The DGPT and PDGA have a sweeping arrangement for a new future of pro disc golf.
September 28, 2021 by Charlie Eisenhood in News with comments
In a historic deal that will fundamentally alter the professional disc golf scene, the Disc Golf Pro Tour will take over full operations of the Elite Series and become the “Official Pro Tour of the PDGA.” The PDGA National Tour, in operation since 2003, will not return in 2022, marking this past weekend’s Music City Open as the final event in its history.
“The National Tour has been around for 17, 18 years now, and the Pro Tour came around six years ago and has knocked it out of the park,” said PDGA Board of Directors President Nate Heinold. “So the National Tour is merging with the Disc Golf Pro Tour. The DGPT will be the only Elite Series in North America for the 2022 season and beyond. And very excited to have the reins moved on to [DGPT CEO] Jeff [Spring] and his management of the Tour. And so next year, you will see one unified tour.”
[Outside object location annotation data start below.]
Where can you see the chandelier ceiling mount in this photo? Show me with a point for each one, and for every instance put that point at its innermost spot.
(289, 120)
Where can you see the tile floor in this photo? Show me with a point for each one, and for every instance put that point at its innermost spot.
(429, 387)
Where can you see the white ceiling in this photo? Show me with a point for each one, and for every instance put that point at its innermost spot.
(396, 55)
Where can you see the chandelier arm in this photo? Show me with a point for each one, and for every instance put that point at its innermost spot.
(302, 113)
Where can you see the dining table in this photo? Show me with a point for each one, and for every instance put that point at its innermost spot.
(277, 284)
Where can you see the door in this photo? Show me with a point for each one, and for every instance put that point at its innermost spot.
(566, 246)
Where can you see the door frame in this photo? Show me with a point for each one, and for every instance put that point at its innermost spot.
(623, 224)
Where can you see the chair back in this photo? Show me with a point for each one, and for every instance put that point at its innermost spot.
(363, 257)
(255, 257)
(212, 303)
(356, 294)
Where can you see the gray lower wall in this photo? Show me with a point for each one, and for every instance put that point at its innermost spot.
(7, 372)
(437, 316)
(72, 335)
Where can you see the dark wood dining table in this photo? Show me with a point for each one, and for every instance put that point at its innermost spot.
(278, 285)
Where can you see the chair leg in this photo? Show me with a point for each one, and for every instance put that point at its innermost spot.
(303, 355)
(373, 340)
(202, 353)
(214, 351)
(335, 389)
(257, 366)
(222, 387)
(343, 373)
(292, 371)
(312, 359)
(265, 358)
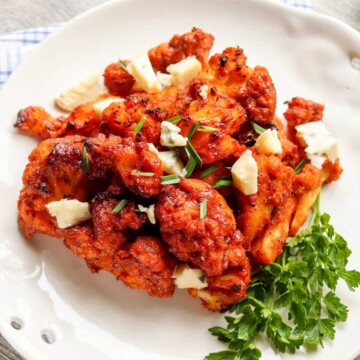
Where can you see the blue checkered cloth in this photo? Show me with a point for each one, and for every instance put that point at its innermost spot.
(15, 46)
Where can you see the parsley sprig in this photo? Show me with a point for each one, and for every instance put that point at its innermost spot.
(301, 284)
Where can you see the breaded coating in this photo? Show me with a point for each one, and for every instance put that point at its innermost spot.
(55, 171)
(253, 89)
(195, 43)
(36, 121)
(274, 189)
(226, 289)
(142, 264)
(142, 224)
(112, 230)
(266, 248)
(207, 243)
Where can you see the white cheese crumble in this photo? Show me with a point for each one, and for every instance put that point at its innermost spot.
(184, 71)
(172, 164)
(204, 89)
(268, 143)
(170, 135)
(101, 105)
(86, 90)
(244, 173)
(186, 278)
(164, 79)
(141, 69)
(150, 212)
(69, 212)
(318, 140)
(316, 160)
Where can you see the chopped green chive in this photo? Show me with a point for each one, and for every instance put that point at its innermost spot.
(122, 64)
(169, 179)
(258, 129)
(223, 182)
(85, 160)
(142, 173)
(190, 166)
(208, 171)
(119, 206)
(207, 129)
(140, 124)
(174, 119)
(203, 209)
(300, 166)
(192, 152)
(193, 130)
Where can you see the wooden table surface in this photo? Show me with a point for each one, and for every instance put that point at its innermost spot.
(22, 14)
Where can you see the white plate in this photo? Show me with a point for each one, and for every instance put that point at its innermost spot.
(46, 288)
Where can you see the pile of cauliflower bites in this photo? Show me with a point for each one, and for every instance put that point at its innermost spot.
(180, 174)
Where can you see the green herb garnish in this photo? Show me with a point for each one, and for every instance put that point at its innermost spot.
(193, 130)
(169, 179)
(85, 160)
(203, 209)
(257, 128)
(174, 119)
(191, 152)
(300, 166)
(139, 125)
(119, 206)
(301, 284)
(208, 171)
(190, 166)
(122, 64)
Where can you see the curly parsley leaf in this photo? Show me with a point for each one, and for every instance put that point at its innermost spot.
(301, 285)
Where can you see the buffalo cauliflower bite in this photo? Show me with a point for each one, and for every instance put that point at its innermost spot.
(194, 43)
(141, 264)
(210, 243)
(36, 121)
(55, 171)
(99, 154)
(225, 289)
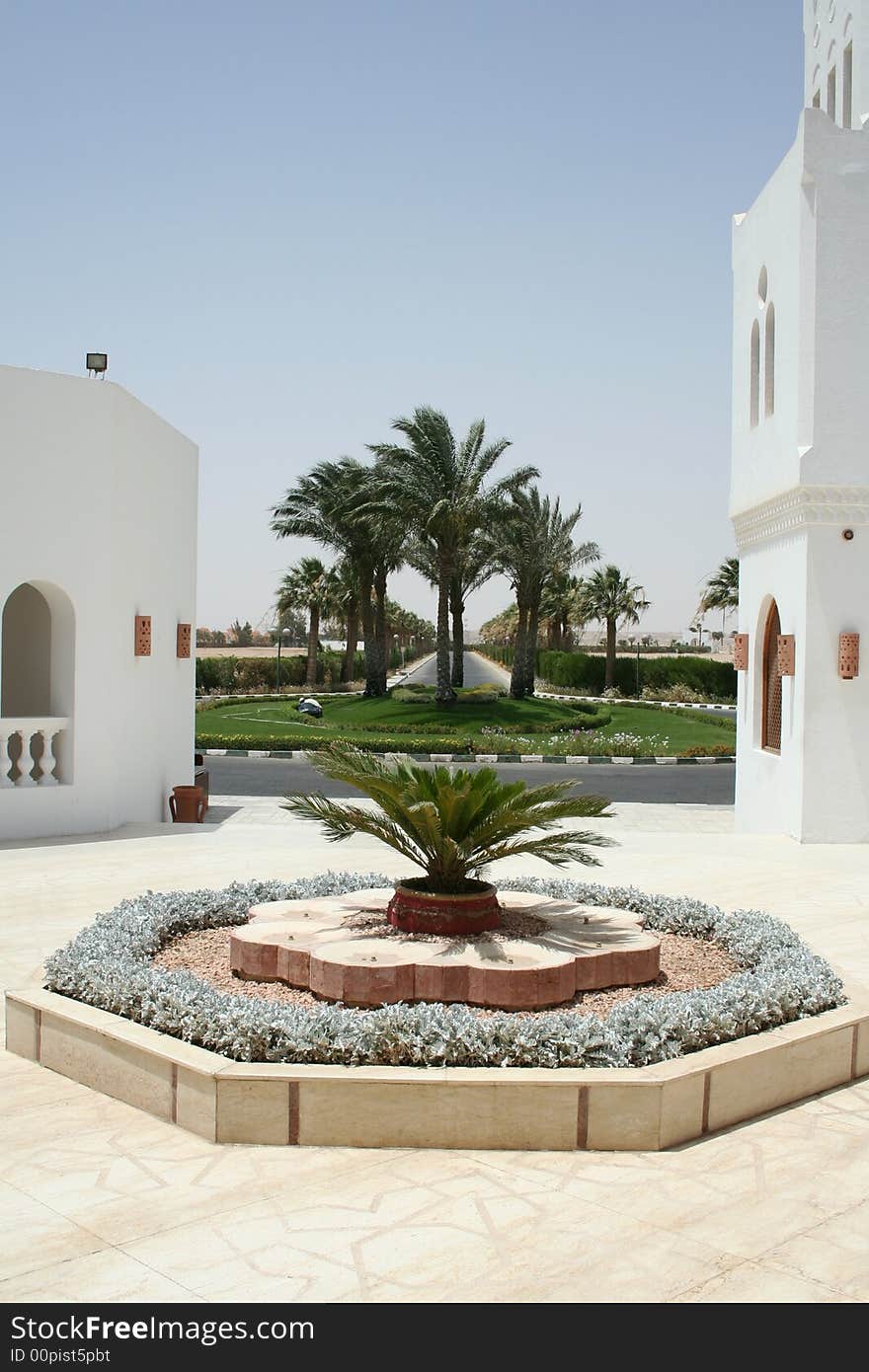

The DGPT will remain a for-profit company independent of the PDGA, but the governing body is now a small minority shareholder in the DGPT as a part of this deal, Spring told Ultiworld Disc Golf.
“From the beginning, we have aimed to provide the highest level of professional disc golf to our players and fans,” Spring said in a statement. “This agreement is another step in the maturation of the sport and will allow us to continue to meet our goals while reaching new heights. We are thrilled to come to this agreement with the PDGA and look forward to continuing to work with them to grow the sport that we love. We have been in discussions with the PDGA for more than four years to ensure that this deal creates the best possible outcomes for the DGPT as well as the PDGA and its members.”
Spring said that the National Tour stops from 2021 have an opportunity to return to the schedule as DGPT events in 2022; a full schedule announcement is expected by the end of the week. The PDGA will retain control of its Major Championships: the Pro World Championships, US Women’s Disc Golf Championship, and the newly minted PDGA Champions Cup coming next spring. The PDGA will still select the hosts and oversee the Majors, but the DGPT will assist in the operations of the events and also control their media rights, enabling the Tour to coordinate post-production teams across the full season and negotiate with national broadcasters like ESPN across the spectrum of pro disc golf tournaments.
“The PDGA will continue to sanction and support the Major tournaments that define the pinnacle of disc golf,” said PDGA Executive Director Joe Chargualaf in a statement. “The PDGA is an entity that represents the foundation of the sport and the caretaker of its history. As the governing body, we are committed to preserving the sport’s storied past while continuing to build a future for all disc golfers. This partnership enables both organizations to come together to do just that.”
“We know that the PDGA staff does a fantastic job, and they’ll basically be doing everything that they do, but we’re just going to try to combine and help make them even better,” said Spring. “So when you think about the Majors, you’re going to think about a superteam, trying to elevate the Majors into a stratosphere that we’ve never even seen before.”
The PDGA will retain its member benefit for 50% off a monthly Disc Golf Network1 subscription for live coverage, but under this deal PDGA members will also get access to free tier on DGN that includes streaming from USWDGC, Champions Cup, the final two rounds of Pro Worlds, and the first and last events of the DGPT regular season, along with a significant archive of past footage.
“We’re always looking for ways to enhance benefits to our membership, and this is another benefit that people get when they join the PDGA, with everything else we give them in terms of our technology platform and ability to play sanctioned events…,” said Heinold. “This is helping fulfill our mission.”
The DGPT has been seeking to take over the full professional disc golf season for years. In 2015, DGPT founder Steve Dodge approached the PDGA Board with a proposal to operate “an elite national series of events to replace the PDGA National Tour in 2016.” The Board demurred, but Dodge pushed forward with the launch the DGPT the following year anyway. There were future discussions about the DGPT taking over, but the Tour struggled financially in 2019 before Dodge sold the company to long-time investor Todd Rainwater and Spring. Talks about a potential future merger resumed with a new ownership group in place.
“From the very outset, the PDGA has been our strongest partner,” said Spring. “They have not only provided a level to grow upon, a platform. But from day one, we were in discussions with Joe [Chargualaf] about how to make this a reality.”
Heinold said that the PDGA will now have more opportunity to focus on the development of the sport outside of the professional scene, the organization’s primary goal. The PDGA’s press releases notes that the organization “will also increase efforts on core initiatives such as international growth, enhancing league and affiliate club programs, introducing disc golf into school systems, providing oversight of rules and competition standards, and the overall promotion and growth of the sport.”